A shocking school slaying rendered sterile in court

Brief description of dead student kicks off measured prosecution, in which photo lineups come in numbered envelopes

Christie Blatchford

CHRISTIE BLATCHFORD

cblatchford@globeandmail.com

Slender, interested in basketball and music, and just turned 15: With that spare description of a boy who was murdered in his own high school did the trial in the Jordan Manners shooting yesterday begin in a Toronto courtroom.

This is modern Canadian justice, where even such a shocking killing is rendered sterile, the poor victim barely given a nod, all in the name, presumably, of a prosecution so measured that no one will ever again be wrongfully convicted - or at least not because a Crown attorney thundered inappropriately and inflamed a jury.

The minimalist description of the dead boy came from prosecutor Aaron Del Rizzo in a 10-minute opening statement.

It was the entirety of what he had to say about the boy who died at the foot of a set of stairs near a janitor's room at C.W. Jefferys Collegiate Institute, a single bullet hole in his chest.

Just minutes before, phys-ed teacher Tracey Galbraith testified later yesterday, she ran into Jordan on her way to the third-floor computer lab. Ms. Galbraith didn't use the term but by the sounds of it, Jordan was flirting with a couple of girls in the stairwell; he was leaning against a rail, facing the girls, who were seated on the stairs.

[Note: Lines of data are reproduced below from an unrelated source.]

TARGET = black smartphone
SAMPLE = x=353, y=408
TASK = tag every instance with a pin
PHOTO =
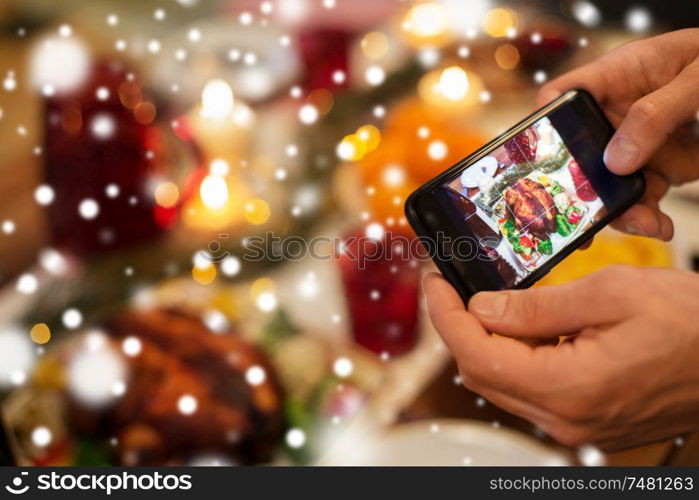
x=505, y=215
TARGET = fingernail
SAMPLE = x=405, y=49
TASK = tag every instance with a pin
x=488, y=304
x=621, y=154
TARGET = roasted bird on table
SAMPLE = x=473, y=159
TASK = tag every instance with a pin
x=532, y=207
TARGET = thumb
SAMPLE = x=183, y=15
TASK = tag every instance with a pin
x=550, y=311
x=650, y=121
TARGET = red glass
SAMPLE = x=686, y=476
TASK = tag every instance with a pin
x=381, y=281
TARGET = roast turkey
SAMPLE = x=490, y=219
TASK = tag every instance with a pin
x=532, y=207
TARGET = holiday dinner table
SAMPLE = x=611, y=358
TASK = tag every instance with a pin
x=158, y=152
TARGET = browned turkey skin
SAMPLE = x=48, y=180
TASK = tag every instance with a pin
x=532, y=206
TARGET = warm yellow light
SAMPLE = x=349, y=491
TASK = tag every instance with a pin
x=40, y=333
x=499, y=22
x=452, y=92
x=426, y=20
x=351, y=148
x=375, y=45
x=214, y=192
x=216, y=99
x=453, y=83
x=204, y=274
x=507, y=56
x=257, y=211
x=260, y=286
x=166, y=194
x=370, y=136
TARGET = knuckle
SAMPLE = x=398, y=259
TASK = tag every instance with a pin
x=644, y=111
x=528, y=306
x=619, y=274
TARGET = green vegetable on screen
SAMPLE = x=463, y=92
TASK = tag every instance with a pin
x=562, y=226
x=517, y=247
x=546, y=247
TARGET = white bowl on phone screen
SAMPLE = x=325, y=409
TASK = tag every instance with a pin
x=452, y=443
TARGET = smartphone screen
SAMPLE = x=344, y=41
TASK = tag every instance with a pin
x=524, y=202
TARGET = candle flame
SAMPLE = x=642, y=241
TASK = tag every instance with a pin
x=217, y=99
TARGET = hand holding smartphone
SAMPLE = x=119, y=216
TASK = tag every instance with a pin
x=505, y=215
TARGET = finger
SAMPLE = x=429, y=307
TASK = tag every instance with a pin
x=586, y=245
x=549, y=311
x=645, y=218
x=491, y=362
x=642, y=220
x=516, y=406
x=651, y=120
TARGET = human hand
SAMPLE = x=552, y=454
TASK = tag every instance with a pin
x=648, y=90
x=627, y=373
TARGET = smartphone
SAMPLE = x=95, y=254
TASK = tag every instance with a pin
x=504, y=216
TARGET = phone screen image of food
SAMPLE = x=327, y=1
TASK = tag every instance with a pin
x=535, y=194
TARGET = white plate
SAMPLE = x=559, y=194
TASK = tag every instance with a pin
x=485, y=167
x=450, y=442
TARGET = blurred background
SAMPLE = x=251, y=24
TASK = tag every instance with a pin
x=147, y=145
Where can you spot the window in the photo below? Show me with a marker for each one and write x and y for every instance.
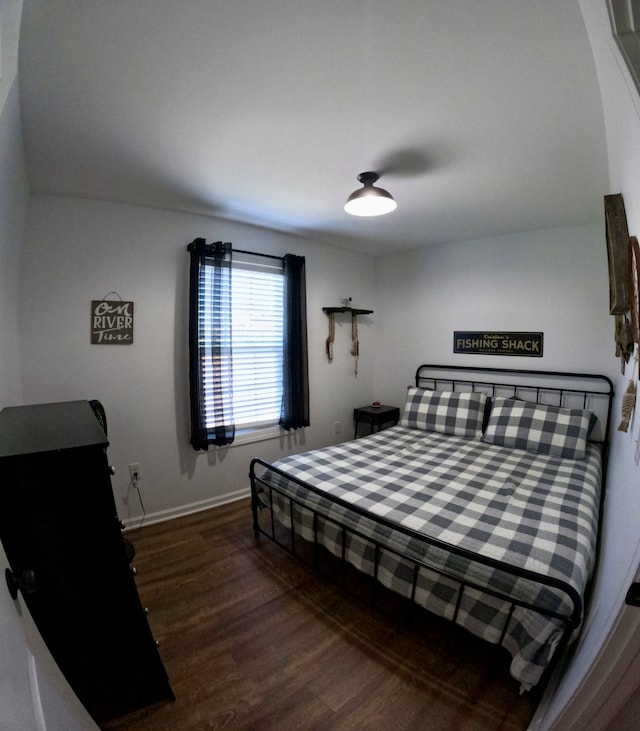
(247, 344)
(256, 343)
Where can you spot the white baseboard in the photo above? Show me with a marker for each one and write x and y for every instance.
(160, 516)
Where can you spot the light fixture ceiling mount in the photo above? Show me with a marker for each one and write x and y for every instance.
(369, 200)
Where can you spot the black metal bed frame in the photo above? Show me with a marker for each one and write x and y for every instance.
(538, 383)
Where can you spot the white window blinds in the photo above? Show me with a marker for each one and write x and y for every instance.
(257, 341)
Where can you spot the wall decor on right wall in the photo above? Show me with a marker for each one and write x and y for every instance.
(634, 287)
(617, 234)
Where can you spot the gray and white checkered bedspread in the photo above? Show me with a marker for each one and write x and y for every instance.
(533, 511)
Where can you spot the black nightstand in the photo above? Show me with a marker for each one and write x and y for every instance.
(376, 416)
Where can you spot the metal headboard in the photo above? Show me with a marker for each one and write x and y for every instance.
(570, 390)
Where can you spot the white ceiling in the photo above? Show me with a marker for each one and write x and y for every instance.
(483, 118)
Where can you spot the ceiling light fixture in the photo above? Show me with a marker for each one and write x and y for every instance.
(369, 200)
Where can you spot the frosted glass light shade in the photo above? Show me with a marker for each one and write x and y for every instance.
(369, 200)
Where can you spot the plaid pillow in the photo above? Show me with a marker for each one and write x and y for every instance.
(539, 428)
(447, 412)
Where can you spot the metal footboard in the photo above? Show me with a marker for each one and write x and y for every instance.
(263, 494)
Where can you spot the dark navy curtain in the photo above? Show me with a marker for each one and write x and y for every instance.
(210, 365)
(295, 371)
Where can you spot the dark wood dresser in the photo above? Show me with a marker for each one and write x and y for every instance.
(63, 539)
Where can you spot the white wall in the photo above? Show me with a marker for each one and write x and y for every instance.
(621, 548)
(33, 694)
(13, 202)
(554, 281)
(76, 251)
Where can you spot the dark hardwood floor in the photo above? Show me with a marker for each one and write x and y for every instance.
(252, 639)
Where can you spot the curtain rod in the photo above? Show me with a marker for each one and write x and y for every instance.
(256, 253)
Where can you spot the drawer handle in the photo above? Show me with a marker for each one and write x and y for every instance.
(26, 583)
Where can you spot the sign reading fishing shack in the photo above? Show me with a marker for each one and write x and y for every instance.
(111, 322)
(498, 343)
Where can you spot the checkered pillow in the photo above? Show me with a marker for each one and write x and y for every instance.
(539, 428)
(447, 412)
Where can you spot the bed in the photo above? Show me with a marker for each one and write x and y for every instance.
(482, 505)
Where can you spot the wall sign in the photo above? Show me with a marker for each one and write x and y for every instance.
(111, 322)
(491, 342)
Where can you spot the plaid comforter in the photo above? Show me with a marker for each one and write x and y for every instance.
(533, 511)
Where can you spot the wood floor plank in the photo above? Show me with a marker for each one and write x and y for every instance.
(253, 639)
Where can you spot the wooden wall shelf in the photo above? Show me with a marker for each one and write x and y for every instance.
(352, 310)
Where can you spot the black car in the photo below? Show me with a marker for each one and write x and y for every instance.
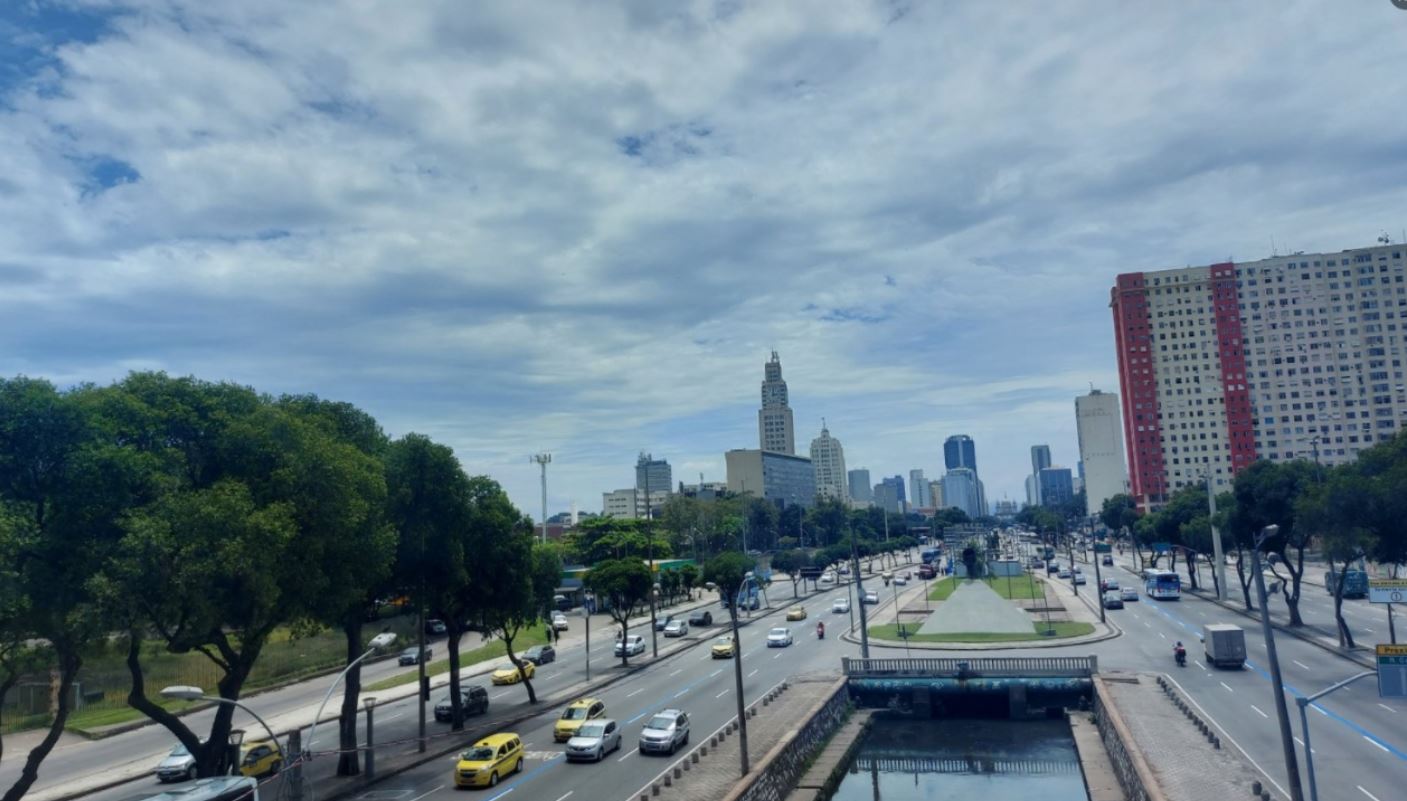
(473, 698)
(540, 655)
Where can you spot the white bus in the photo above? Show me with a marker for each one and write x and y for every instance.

Ms. Galbraith asked what classes they were all supposed to be in, the girls dutifully bolted and Jordan went up the stairs ahead of her. The last she saw of him, he was walking down the hall.

The hole in his chest was so small - the 25-calibre bullet left a tiny burned-looking mark barely visible at the top of the zipper of his jacket - that at first, no one knew what had happened.

Only when his jacket was removed could another tiny hole be seen in his black T-shirt, and then another in his red-and-blue basketball singlet, and then finally the hole in his chest.

The bullet went through Jordan's heart, pierced a lung and lodged inside his body: No exit wound, no blood.

Yesterday was the start of the case against two young men accused of first-degree murder in Jordan's death on May 23, 2007.

The two, C.D. and J.W., were 17 at the time and thus can't be identified under the provisions of the Youth Criminal Justice Act. They have pleaded not guilty.

It was a shocking crime, only the second time in Ontario that a child was gunned down in his own school, a place of supposed safety where young people are in the care of adults, while classes were going on.

The first occasion happened almost exactly 32 years earlier, in May of 1975, when a student at Brampton's Centennial Secondary School, Michael Slobodian, went on a shooting rampage that left one teacher and a student dead before he turned one of his weapons on himself.

In the Brampton incident, the shooting happened about 11:35 a.m.; in the C.W. Jefferys case, the shooting happened at about 2:17 p.m.., shortly after the start of what is known as "Period 5".

The first witness was Greg Schofield, a crime-scene tech with the Toronto Police. He produced and was questioned about a schematic sketch of the school. The next was Toronto Police Sergeant Paul White, a forensic identification officer who, among other tasks, shot a video of the school that was played for the jurors - amid lingering shots of familiar long halls and rows of lockers, yellow crime-scene tape at one end.

Sgt. White also testified that among the identifiable fingerprints found on stairwell doors was a single print from one finger and a partial palm print of J.W., hardly surprising, as his lawyer Don McLeod pointed out, since he was a C.W. Jefferys student.

Jordan was found with the gimcracks of modern adolescence - a cellphone, an iPod, a silver necklace with a cross, $90 in cash - and beside him, a can of Dr. Pepper.

Perhaps the most instructive feature of Canadian crime-fighting circa 2010 was a short video played during Ms. Galbraith's testimony.

Shortly before she ran into Jordan on the day of his death, she also spotted one of the accused, C.D., in a hall, and asked him to remove his hat; he did, with perhaps just a bit of attitude, she said.

Three days later, she gave a statement to homicide detectives, saying basically all of this. At the end, she was shown a photo lineup - and not the sort you may imagine, either.

Twelve photographs were placed in 12 numbered envelopes. As one of the detectives explained, Ms. Galbraith was to shuffle the envelopes like a deck of cards, take them one by one, look at each picture inside, sign and date each one - and, if she recognized anyone, say how, and then hold up the photograph for the video camera.

The detectives, the one explained, would turn in their chairs and look away from her, so that if and when she held up the picture of someone she recognized, they would not see the photograph.

Then they turned away from her, and Ms. Galbraith went through the pictures, identifying the eighth one as C.D., whom she saw in the hall the day Jordan was killed.

Against all odds, the real-life principals of Law & Order Canada, undoubtedly following all the correct legal principles to the letter, have managed to render murder dull.